[R] Data cleaning & Data preparation, what do R users want?
bgunter.4567 at gmail.com
Wed Nov 29 17:49:12 CET 2017
Oh Crap! I mistakenly replied onlist. PLEASE IGNORE -- these are only my
"The trouble with having an open mind is that people keep coming along and
sticking things into it."
-- Opus (aka Berkeley Breathed in his "Bloom County" comic strip )
On Wed, Nov 29, 2017 at 8:48 AM, Bert Gunter <bgunter.4567 at gmail.com> wrote:
> I don't think my view is of interest to many, so offlist.
> I reject this:
> " I would consider data analysis work to be three stages: data preparation,
> statistical analysis, and producing the report."

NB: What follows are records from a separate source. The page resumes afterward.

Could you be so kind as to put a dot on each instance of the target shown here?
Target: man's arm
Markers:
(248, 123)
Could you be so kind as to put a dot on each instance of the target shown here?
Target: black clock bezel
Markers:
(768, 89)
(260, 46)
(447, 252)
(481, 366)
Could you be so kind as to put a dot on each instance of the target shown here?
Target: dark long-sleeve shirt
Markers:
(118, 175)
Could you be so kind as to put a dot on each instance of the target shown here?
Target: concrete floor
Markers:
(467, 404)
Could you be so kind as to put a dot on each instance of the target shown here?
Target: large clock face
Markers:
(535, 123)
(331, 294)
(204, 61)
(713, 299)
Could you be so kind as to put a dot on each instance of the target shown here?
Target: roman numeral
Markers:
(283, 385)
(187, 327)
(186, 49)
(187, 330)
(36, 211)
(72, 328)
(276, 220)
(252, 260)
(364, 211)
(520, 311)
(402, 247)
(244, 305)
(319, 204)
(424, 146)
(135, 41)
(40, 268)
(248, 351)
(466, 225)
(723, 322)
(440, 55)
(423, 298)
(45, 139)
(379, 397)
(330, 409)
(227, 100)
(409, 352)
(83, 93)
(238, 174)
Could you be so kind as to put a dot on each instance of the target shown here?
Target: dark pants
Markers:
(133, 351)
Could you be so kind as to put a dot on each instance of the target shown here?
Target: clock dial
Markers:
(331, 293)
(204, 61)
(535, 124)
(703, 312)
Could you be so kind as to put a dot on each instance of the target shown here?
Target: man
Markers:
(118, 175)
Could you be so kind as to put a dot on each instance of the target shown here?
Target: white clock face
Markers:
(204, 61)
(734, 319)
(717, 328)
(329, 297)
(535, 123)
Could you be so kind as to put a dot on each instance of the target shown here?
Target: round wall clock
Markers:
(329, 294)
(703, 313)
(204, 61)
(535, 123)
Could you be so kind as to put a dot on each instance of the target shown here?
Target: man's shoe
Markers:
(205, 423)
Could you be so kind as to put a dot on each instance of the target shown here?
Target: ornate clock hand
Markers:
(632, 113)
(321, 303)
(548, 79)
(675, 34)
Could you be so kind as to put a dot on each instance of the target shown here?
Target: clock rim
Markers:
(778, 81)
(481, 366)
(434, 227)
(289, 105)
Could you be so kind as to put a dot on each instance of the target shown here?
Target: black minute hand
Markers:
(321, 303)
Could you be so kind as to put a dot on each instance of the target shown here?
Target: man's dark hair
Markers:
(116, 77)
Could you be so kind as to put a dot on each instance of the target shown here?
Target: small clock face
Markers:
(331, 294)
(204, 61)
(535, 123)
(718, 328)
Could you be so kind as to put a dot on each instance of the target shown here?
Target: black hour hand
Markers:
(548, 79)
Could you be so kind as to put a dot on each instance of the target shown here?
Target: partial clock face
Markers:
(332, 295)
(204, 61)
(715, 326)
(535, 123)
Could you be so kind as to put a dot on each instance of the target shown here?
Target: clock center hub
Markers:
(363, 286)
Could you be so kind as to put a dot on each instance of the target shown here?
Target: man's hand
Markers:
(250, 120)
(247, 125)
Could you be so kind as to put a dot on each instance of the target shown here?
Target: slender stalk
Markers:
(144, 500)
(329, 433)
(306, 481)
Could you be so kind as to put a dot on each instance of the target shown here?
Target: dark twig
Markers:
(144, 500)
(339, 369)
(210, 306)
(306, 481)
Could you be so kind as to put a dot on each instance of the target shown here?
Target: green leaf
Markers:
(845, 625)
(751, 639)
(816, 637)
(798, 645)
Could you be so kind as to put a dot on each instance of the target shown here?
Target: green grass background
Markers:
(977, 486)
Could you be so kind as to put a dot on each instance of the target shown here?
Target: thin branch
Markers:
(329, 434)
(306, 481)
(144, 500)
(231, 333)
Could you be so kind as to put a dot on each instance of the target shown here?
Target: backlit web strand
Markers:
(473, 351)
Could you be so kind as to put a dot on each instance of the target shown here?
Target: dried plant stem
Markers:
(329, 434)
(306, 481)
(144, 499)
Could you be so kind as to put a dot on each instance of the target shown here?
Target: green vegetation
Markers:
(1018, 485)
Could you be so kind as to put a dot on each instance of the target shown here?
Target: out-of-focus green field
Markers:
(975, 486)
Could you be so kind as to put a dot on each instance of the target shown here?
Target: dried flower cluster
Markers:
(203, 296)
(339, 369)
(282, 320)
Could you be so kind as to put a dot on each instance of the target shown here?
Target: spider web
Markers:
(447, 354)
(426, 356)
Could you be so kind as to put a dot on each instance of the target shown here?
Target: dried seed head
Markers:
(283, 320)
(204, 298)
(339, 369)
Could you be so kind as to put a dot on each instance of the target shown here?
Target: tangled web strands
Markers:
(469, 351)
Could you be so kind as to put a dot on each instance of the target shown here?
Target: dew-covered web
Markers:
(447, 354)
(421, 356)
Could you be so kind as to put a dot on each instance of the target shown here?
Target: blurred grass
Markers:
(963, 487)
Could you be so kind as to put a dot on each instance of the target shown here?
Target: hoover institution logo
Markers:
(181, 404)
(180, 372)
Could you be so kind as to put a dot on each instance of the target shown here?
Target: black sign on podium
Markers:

> For example, there is no such thing as "outliers" -- data to be removed as
> part of cleaning/preparation -- without a statistical model to be an
> "outlier" **from**, which is part of the statistical analysis. And the
> structure of the data (data preparation) may need to change depending on
> the course of the analysis (including graphics, also part of the analysis).
> So I think your view reflects a naïve view of the nature of data analysis,
> which is an iterative and holistic process. I suspect your training is as a
> computer scientist and you have not done much 1-1 consulting with
> researchers, though you should certainly feel free to reject this canard.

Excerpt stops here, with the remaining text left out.